Furthermore, promoting the activity of the ZBP1-PANoptosome can have therapeutic benefit in murine tumor models, where combined interferon and nuclear export inhibitor treatment modulates the ZBP1-ADAR1 pathway and drives ZBP1-PANoptosome formation to regress tumors. Additional research found that curaxin (CBL0137), a small molecule inhibitor, induces ZBP1-mediated cell death in cancer-associated fibroblasts and reverses immune checkpoint blockade (ICB) resistance in mouse models of melanoma.

ZBP1 is also a key component of the absent in melanoma 2 (AIM2)-PANoptosome, which includes the AIM2 inflammasome, and assembles in response to Francisella novicida and herpes simplex virus 1 (HSV1) infections. ZBP1 has also been extensively implicated in other viral infections, including coronaviruses, cytomegalovirus, vaccinia, varicella-zoster virus, zika virus, and others. ZBP1 also induces PANoptosis during Candida albicans and Aspergillus fumigatus infections. It also drives PANoptosis in response to non-microbial triggers, such as ethanol.

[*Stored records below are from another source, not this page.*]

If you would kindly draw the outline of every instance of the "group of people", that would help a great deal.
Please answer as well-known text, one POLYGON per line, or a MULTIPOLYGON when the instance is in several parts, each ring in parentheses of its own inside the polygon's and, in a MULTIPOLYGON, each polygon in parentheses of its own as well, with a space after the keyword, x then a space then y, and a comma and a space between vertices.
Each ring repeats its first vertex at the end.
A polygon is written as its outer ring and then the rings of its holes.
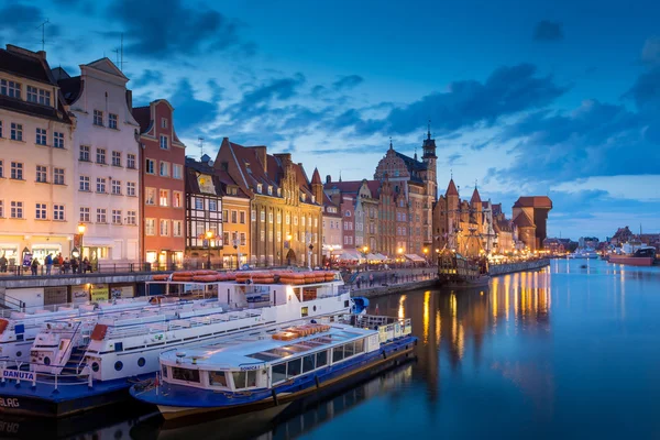
MULTIPOLYGON (((61 274, 85 274, 87 272, 91 272, 91 263, 87 257, 80 260, 73 257, 63 258, 62 254, 57 254, 57 256, 53 256, 53 254, 48 254, 44 257, 43 265, 46 267, 46 275, 51 275, 53 273, 53 266, 59 268, 61 274)), ((38 272, 40 262, 38 258, 32 257, 30 262, 30 271, 32 275, 36 275, 38 272)))

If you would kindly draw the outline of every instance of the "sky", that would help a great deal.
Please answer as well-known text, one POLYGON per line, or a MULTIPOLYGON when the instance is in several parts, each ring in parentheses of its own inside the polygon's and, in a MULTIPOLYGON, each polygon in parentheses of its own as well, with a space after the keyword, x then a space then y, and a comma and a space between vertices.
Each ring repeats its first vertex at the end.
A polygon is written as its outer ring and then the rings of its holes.
POLYGON ((510 207, 549 196, 550 237, 660 232, 660 2, 1 0, 0 43, 70 75, 108 56, 135 106, 165 98, 187 154, 222 138, 308 174, 373 178, 389 139, 438 184, 510 207), (200 147, 199 138, 204 138, 200 147))

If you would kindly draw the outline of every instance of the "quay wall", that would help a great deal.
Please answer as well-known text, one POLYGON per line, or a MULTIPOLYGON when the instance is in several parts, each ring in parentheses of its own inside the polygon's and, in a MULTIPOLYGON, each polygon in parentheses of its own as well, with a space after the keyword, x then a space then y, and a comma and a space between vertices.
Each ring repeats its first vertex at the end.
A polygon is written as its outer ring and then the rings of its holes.
POLYGON ((537 271, 550 265, 549 258, 540 258, 536 261, 496 264, 488 267, 491 276, 513 274, 515 272, 537 271))

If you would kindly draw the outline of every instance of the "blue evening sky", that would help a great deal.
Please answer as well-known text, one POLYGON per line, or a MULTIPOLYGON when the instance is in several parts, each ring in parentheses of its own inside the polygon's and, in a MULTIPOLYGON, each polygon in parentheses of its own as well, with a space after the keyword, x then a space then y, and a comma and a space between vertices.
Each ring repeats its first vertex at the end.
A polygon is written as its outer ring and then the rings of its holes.
POLYGON ((176 108, 199 155, 223 136, 289 151, 309 174, 373 178, 389 136, 438 179, 510 215, 554 202, 549 234, 660 231, 660 2, 3 0, 0 42, 77 75, 103 55, 134 105, 176 108))

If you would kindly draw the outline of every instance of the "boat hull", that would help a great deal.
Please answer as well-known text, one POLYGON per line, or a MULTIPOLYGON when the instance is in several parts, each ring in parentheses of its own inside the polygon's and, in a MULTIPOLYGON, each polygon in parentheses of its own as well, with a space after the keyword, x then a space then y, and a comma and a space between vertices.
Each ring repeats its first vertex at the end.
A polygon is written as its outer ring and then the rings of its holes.
MULTIPOLYGON (((355 383, 356 381, 361 381, 373 375, 376 375, 387 369, 391 369, 394 365, 398 365, 403 359, 409 358, 410 354, 415 350, 417 339, 414 337, 405 337, 402 338, 400 341, 396 341, 397 343, 393 343, 387 349, 382 349, 375 353, 372 353, 372 358, 369 362, 360 364, 359 366, 351 369, 345 372, 330 373, 327 375, 318 375, 318 381, 312 382, 311 386, 306 386, 302 389, 282 393, 275 393, 275 397, 267 397, 257 402, 246 403, 243 405, 232 405, 232 406, 176 406, 176 405, 166 405, 163 399, 148 398, 144 399, 143 397, 139 397, 139 399, 143 402, 156 403, 163 418, 165 420, 185 420, 195 418, 195 416, 209 416, 213 417, 234 417, 241 415, 249 415, 253 413, 260 413, 264 410, 268 410, 273 407, 278 407, 282 405, 290 404, 294 400, 304 398, 306 396, 321 393, 328 388, 332 387, 341 387, 348 386, 350 384, 355 383), (161 403, 158 403, 161 400, 161 403)), ((135 388, 131 391, 133 396, 136 396, 134 392, 135 388)), ((154 393, 153 391, 150 393, 154 393)), ((153 397, 153 396, 152 396, 153 397)))
POLYGON ((652 256, 627 256, 627 255, 610 255, 609 263, 625 264, 628 266, 652 266, 654 263, 652 256))

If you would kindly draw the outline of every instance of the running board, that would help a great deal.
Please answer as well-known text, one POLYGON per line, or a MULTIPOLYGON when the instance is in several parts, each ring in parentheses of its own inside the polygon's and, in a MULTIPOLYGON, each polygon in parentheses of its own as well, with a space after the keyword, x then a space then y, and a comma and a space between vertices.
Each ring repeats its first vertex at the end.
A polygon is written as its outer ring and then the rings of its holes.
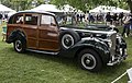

== Z-DNA and Z-RNA binding ==
ZBP1 is named after its ability to bind Z-DNA. Z-DNA formation is a dynamic process, largely controlled by the amount of supercoiling. ZBP1 has been proposed to sense viruses by recognizing the presence of DNA in the cytoplasm, which occurs in some viral life cycles. Once ZBP1 is activated, it increases the production of antiviral cytokines such as interferon beta. ZBP1 then binds to cytosolic viral DNA using two Z-DNA-binding domains (Zα and Zβ) at its N-terminus along with a DNA binding domain (D3).

The functional importance of DNA in the activation of ZBP1 has been questioned, however. As a negative-strand RNA virus, IAV does not synthesize DNA at any stage of its life cycle. ZBP1 is capable of sensing viral Z-form RNAs such as those produced during IAV infection. Yet, a recent study found that during IAV or HSV-1 infection, ZBP1 predominantly detected host Z-RNAs arising from viral disruption of host transcription termination, not viral Z-NAs.